A problem we noticed with this approach stems from how the default typescript behavior works. Remember how I said all fields can
be optional? Yup, but they can also have undefined
values. Why? Because in typescript putting a ?
next to a key means two
things.
So a question for you, does this snippet error?
type VehicleType = {
id: string
vin: string
name?: string
}
const a: VehicleType = {
id: 'a',
vin: 'b',
name: undefined,
}
const b: VehicleType = {
id: 'a',
vin: 'b',
}
You might think that it does since we specified that name
is an optional key, not that it can have an undefined
value.
Unfortunately it does not since typescript treats a missing key and a key with a value of undefined
as the same if we set the
key as optional by doing key?: string
This now means that all of our generated types allow returning undefined
as a value and that we don't want and if it does
happen, will cause an error if the field is required.

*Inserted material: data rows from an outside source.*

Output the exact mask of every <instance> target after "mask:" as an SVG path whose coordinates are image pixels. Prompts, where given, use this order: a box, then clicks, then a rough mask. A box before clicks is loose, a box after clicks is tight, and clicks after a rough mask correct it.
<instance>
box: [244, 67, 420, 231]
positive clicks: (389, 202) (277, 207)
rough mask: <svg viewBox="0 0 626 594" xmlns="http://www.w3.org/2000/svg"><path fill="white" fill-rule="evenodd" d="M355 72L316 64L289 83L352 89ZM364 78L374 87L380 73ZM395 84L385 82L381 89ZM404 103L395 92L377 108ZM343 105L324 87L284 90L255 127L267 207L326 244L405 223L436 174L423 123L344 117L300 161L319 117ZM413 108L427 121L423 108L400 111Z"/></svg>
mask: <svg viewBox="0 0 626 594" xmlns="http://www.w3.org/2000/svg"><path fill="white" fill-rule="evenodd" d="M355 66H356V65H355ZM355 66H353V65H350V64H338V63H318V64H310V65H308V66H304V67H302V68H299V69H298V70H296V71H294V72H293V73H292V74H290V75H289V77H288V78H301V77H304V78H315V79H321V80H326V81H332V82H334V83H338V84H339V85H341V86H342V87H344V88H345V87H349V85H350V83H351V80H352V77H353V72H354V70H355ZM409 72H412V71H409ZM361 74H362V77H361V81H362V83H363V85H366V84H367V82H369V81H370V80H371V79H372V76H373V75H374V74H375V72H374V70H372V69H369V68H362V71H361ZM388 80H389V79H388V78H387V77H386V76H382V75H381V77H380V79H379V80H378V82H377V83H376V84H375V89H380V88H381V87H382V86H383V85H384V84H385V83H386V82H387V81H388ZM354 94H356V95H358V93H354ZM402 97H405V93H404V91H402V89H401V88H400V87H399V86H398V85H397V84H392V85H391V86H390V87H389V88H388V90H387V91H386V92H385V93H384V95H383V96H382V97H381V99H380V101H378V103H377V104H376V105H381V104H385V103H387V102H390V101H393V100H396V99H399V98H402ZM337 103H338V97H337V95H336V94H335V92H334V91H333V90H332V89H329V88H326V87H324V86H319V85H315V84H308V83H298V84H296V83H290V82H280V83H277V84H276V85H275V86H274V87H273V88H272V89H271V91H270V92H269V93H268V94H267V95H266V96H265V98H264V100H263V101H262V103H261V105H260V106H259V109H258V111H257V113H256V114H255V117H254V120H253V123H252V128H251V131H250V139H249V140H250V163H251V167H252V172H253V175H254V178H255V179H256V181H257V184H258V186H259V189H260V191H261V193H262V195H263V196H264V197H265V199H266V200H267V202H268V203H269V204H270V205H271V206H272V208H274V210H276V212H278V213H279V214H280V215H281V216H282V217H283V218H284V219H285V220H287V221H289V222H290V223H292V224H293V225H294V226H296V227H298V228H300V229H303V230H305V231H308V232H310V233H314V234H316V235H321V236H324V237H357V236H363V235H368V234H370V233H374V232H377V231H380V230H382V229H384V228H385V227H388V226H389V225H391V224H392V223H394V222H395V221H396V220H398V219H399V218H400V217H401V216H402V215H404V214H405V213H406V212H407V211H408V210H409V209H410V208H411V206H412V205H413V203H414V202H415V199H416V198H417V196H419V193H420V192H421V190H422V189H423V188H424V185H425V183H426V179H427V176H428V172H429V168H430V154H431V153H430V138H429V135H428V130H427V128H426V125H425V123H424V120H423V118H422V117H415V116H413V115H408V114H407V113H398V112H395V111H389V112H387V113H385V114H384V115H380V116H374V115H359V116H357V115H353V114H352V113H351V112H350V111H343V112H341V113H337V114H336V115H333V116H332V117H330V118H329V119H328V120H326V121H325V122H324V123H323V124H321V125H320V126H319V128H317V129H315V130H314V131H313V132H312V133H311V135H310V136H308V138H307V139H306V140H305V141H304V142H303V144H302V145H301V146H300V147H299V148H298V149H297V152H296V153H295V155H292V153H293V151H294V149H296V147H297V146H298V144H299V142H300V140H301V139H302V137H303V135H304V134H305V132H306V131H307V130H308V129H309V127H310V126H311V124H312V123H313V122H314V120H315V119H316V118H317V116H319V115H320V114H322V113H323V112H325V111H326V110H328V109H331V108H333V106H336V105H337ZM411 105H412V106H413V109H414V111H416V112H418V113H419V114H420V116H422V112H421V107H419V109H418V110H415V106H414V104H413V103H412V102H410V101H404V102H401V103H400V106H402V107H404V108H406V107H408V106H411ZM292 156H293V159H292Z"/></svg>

The behaviour we want is if we specify a field in the return type, it has to be of its type, if we don't, all good.
A solution for this is to enable a little know typescript compiler flag in the tsconfig.json
called
exactOptionalPropertyTypes
.
This will explicitly differentiate between an optional key, and a key that has a value type of type | undefined
.
But, after enabling this, problems... Again. Since this weird behavior has been in typescript for so long, some of the dependencies we are using abuse this and without some serious hacking, we can't just turn it on and live a happy life.
We are yet to solve this in a smart way.
That's it. Hope you enjoyed.
The rewrite is still in progress. If I find any more interesting things I might do another write-up.